Ni franchement un poliziottesco (l’ensemble manque d’action) ni franchement un giallo (l’ensemble manque de suspense et de sang), La Lame infernale est un drôle de film dans le cinéma de genre des années 1970. Film pourtant classé dans ces deux genres, il évoque aussi un cinéma plus politique avec une classe dirigeante pourrie, capable de tremper comme ici dans un sombre réseau de prostitution de mineures. Mais ne nous affolons pas outre mesure, le sujet réel du film n’est traité qu’en surface. Plutôt que de nous envoyer lorgner du côté des arcanes du pouvoir et des vilains messieurs, il nous met dans les pattes un tueur sadique au hachoir qui est aussi un motard. Le hachoir, la tenue du cuir, le casque noir, et nous voilà en plein giallo ou presque. Presque puisque les codes de celui-ci ne sont pas au programme : pas de suspense insoutenable, pas de meurtre chorégraphié, pas de caméra subjective. Au contraire, d’ailleurs, des plans longs, plutôt larges qui atténuent les moments attendus de terreur.
S’il peut décevoir les amateurs de giallo par son refus d’en respecter les codes (le principe du whodonit étant, par exemple, malheureusement totalement évacué), ce thriller se tient, malgré tout, parfaitement. L’introduction du récit et des différents personnages est ainsi remarquable. Le début de l’enquête, tout à fait passionnante, est une vraie réussite. Malheureusement, le film peu à peu se perd. Désireux d’intégrer des éléments du poliziottesco (une poursuite en voiture et en moto ou encore certains traits de personnalité des enquêteurs) puis du giallo (ce motard tueur donc), le récit semble se vendre aux succès populaires du moment. C’est regrettable car l’ensemble voit son identité lui échapper et le mystère évoqué en début de film finit par s’éventer.

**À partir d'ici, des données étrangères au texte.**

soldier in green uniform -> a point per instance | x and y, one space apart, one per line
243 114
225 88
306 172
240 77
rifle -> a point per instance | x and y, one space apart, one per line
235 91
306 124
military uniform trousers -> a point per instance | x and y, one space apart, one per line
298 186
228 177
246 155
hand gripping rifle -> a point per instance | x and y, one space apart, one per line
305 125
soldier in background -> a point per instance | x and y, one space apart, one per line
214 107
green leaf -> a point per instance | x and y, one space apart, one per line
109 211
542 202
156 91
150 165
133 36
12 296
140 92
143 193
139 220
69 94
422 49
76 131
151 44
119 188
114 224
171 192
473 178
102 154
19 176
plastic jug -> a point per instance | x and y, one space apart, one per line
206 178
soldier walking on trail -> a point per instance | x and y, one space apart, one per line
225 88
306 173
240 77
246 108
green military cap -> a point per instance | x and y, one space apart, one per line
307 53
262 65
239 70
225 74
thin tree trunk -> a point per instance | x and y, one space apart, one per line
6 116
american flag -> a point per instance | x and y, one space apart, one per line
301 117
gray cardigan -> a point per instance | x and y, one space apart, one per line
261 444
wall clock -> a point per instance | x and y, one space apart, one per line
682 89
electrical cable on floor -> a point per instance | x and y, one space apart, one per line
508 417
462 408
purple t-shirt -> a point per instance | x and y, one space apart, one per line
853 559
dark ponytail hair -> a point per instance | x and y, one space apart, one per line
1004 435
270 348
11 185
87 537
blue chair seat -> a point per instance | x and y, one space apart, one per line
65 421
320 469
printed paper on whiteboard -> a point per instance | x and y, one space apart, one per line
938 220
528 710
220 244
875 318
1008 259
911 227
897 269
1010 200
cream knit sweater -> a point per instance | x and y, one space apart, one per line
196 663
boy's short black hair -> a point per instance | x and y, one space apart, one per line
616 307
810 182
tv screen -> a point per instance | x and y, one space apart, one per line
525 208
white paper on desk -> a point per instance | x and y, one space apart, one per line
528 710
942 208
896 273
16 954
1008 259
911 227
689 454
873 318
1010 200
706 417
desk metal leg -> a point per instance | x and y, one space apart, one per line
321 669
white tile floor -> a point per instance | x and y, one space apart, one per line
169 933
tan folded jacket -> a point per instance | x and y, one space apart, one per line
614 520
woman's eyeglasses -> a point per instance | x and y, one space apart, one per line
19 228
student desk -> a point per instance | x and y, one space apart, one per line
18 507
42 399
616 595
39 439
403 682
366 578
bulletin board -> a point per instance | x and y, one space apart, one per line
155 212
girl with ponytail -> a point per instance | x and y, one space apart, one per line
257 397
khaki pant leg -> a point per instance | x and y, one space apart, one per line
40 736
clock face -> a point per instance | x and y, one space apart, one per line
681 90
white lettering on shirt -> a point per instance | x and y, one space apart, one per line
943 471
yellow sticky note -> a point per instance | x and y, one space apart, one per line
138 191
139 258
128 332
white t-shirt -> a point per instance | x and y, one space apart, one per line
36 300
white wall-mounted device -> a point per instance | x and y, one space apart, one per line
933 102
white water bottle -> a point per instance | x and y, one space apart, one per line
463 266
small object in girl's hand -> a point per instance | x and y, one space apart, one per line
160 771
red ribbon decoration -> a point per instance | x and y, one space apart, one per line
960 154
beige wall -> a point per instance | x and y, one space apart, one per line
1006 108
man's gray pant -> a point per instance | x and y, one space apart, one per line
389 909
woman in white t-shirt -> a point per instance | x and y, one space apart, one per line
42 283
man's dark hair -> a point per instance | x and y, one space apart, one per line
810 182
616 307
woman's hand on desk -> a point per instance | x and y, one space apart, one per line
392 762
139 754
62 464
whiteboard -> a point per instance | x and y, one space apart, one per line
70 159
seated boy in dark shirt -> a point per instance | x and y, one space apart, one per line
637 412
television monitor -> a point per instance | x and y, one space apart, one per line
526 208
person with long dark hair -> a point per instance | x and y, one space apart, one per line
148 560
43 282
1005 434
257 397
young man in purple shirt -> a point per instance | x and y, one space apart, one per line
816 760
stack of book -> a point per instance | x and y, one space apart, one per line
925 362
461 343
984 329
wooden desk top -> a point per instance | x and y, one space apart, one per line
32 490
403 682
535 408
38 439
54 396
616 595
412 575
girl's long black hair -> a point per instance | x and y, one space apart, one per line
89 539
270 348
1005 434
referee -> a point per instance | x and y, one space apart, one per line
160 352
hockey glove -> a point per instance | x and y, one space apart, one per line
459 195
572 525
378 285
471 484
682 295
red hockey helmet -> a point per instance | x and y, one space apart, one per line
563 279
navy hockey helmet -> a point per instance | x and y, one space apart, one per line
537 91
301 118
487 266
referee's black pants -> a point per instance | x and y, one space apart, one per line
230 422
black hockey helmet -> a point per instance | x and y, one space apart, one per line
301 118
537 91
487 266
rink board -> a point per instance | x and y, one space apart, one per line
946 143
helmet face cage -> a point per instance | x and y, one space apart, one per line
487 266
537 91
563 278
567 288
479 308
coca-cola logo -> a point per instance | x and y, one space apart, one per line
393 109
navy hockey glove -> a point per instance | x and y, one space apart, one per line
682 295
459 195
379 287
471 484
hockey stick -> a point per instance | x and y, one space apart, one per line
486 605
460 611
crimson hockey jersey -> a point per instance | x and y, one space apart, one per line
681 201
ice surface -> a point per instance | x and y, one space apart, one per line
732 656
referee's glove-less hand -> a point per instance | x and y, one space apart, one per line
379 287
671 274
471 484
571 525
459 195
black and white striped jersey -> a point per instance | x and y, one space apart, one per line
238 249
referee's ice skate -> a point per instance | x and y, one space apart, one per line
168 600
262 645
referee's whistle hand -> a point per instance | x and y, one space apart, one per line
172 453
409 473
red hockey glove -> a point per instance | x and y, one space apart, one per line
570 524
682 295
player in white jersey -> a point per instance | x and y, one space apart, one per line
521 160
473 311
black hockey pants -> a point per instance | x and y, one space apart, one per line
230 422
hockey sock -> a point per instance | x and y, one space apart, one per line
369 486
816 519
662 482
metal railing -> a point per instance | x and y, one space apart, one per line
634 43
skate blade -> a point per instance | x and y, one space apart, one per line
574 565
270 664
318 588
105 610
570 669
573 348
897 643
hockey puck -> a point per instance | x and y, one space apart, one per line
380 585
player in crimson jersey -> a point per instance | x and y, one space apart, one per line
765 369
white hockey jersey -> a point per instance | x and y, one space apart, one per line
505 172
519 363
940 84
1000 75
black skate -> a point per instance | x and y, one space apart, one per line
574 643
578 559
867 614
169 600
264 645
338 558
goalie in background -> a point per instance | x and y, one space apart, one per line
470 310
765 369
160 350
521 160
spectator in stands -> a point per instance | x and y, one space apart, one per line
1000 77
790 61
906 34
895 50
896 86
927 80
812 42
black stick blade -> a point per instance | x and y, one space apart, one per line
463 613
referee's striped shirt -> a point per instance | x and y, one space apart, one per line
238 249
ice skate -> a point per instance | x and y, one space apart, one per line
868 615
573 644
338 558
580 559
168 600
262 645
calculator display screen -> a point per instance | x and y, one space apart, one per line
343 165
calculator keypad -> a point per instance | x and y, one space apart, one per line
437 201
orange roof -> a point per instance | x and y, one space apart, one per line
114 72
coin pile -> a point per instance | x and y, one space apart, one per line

Le résultat est donc bancal. L’idée de départ est franchement très intéressante et son traitement à la hauteur des ambitions. Mais, progressivement, l’ensemble se fait brouillon. La fin, malheureusement bâclée, achève de laisser un sentiment mitigé. C’est dommage car le film regorge de bonnes idées mais aussi de bons moments. Le tout est mené sur une bande originale qui fait vraiment le job sauf dans les séquences supposées de terreur. Pas totalement abouti donc mais une vraie curiosité malgré tout.